With two of her daughters in their senior year of high school, Lu said she is enjoying the family time. Semmel said that he has taken to watching “The Good Place” on Netflix, and the family has also found amusement in works of Laura Ingalls Wilder.
“Every member of our family is quoting ‘The Long Winter,’” Lu mused. “We are all kind of entertained by it, even though it does feel kind of dire and scary.”
And, as Lu and Semmel revealed on Sunday, the family has adopted a new dog, Fitzwilliam “Fitz” Darcy. “We knew that our existing dog would appreciate the company,” Semmel said. “He’s attached to us.”
Still, Lu said she does interact with people outside her household. According to Senior Administrative Assistant to the Head of College Suzette Courtmanche, Pauli Murray community events — including a college tea and a family dinner concert, as well as Pauli Murray College Council and housing meetings — have shifted to the virtual sphere.
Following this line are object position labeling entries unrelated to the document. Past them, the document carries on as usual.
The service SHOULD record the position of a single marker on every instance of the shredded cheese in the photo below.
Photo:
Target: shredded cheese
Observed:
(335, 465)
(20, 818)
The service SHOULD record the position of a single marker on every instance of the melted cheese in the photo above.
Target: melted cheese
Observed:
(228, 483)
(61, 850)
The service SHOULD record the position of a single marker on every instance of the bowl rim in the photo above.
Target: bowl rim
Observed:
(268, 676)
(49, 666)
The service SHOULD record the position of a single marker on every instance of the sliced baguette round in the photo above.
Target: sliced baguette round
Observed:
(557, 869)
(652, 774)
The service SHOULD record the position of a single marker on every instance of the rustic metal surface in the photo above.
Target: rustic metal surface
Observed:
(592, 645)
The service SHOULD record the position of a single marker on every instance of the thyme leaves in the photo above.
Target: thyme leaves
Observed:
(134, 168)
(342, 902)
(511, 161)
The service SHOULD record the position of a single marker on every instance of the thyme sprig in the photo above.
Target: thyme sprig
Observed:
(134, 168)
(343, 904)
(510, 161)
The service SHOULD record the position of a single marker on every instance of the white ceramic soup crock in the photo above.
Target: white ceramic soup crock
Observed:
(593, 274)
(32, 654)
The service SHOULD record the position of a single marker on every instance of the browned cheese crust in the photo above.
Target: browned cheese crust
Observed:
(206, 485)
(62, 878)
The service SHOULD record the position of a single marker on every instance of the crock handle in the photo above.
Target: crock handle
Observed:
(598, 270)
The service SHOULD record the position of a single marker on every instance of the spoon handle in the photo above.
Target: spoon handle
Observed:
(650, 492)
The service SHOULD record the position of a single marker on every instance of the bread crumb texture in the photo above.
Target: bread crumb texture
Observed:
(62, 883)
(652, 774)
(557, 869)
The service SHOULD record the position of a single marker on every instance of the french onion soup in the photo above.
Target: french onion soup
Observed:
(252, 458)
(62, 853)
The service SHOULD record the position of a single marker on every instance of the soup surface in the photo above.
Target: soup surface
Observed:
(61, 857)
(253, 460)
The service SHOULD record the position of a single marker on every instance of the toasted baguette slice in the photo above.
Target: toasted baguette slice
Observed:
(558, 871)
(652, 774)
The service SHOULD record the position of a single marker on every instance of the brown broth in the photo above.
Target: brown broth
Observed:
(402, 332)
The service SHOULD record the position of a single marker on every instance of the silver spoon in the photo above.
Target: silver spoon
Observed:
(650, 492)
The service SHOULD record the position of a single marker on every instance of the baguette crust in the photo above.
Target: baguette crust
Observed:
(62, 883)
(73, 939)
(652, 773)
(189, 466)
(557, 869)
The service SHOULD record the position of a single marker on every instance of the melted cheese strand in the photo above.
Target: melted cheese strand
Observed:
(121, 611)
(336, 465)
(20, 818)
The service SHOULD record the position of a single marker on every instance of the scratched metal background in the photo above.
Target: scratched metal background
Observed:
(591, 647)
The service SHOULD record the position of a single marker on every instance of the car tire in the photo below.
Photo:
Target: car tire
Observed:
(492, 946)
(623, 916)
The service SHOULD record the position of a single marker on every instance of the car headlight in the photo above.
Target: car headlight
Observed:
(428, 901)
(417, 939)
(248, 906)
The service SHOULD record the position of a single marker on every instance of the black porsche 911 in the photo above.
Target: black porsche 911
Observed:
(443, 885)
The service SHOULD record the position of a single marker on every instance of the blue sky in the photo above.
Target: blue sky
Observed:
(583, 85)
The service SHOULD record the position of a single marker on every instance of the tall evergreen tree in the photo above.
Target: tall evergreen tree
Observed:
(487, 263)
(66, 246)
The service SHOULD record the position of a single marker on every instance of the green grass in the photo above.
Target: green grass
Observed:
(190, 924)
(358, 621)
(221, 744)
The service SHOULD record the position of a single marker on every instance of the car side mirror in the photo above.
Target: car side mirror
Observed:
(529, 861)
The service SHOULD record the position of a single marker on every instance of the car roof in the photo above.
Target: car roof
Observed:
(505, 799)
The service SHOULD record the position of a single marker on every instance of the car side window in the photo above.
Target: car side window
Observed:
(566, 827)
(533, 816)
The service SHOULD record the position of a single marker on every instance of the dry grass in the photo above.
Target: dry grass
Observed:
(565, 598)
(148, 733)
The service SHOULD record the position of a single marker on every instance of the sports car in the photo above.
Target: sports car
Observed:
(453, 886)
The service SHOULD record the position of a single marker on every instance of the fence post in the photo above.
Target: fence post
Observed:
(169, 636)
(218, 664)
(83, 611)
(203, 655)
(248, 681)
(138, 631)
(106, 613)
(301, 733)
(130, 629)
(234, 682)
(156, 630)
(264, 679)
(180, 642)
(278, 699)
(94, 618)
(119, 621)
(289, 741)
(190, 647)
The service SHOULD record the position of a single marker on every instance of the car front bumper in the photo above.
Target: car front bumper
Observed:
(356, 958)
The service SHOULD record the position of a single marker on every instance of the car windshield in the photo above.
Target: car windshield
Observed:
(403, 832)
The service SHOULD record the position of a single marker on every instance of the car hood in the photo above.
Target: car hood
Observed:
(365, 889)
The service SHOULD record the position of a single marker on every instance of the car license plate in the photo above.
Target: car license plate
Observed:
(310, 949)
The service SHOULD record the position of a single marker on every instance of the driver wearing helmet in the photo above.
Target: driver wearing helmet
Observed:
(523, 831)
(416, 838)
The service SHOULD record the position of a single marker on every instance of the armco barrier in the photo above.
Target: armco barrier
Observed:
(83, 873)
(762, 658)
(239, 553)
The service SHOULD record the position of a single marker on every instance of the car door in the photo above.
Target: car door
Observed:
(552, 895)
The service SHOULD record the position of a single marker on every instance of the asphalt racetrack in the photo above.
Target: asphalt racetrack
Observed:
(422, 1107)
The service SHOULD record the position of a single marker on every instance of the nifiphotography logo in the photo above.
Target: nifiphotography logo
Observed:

“While I have been grateful to catch up with many PauliMurs on Zoom, I think that we all miss the small, unplanned interactions the most: random conversations in the courtyard or while waiting in line for chicken tenders in the dining hall,” Rosas wrote in an email to the News.
Lu’s network, while mostly relegated now to the confines of a computer screen, has some continuation in the real world: Lu said she especially enjoys running into Head of Benjamin Franklin College Charles Bailyn while the two are out walking their dogs. They stand 10 feet apart and shout to each other. “It’s so nice to see somebody that you care for in real life,” Lu said.
“It’s always good to see them,” Bailyn said, referring to Lu and Semmel. The heads of the two northernmost colleges and their families have been looking out for each other, making grocery runs for each other in an attempt to “make as few visits as possible these days,” Bailyn said. The families also let their dogs play together in the courtyards in the absence of students, he added.
Even so, Semmel said he noticed that the current crisis has changed how strangers — as opposed to friends — interact. “Social interactions do fray,” he said. “There’s less eye contact than there was weeks ago. … It’s good to cover our faces with masks but bad to have less of a face to show the world and to not be able to really smile at someone.”
“It’s … not good for civic life — whether that civic community is that of a university, a city, a country, a world,” he said.
“When will normal appear again?” Lu asked. She said she had “no sense” of that timeline.
While the world searches for answers, she and Semmel will continue walking their dogs.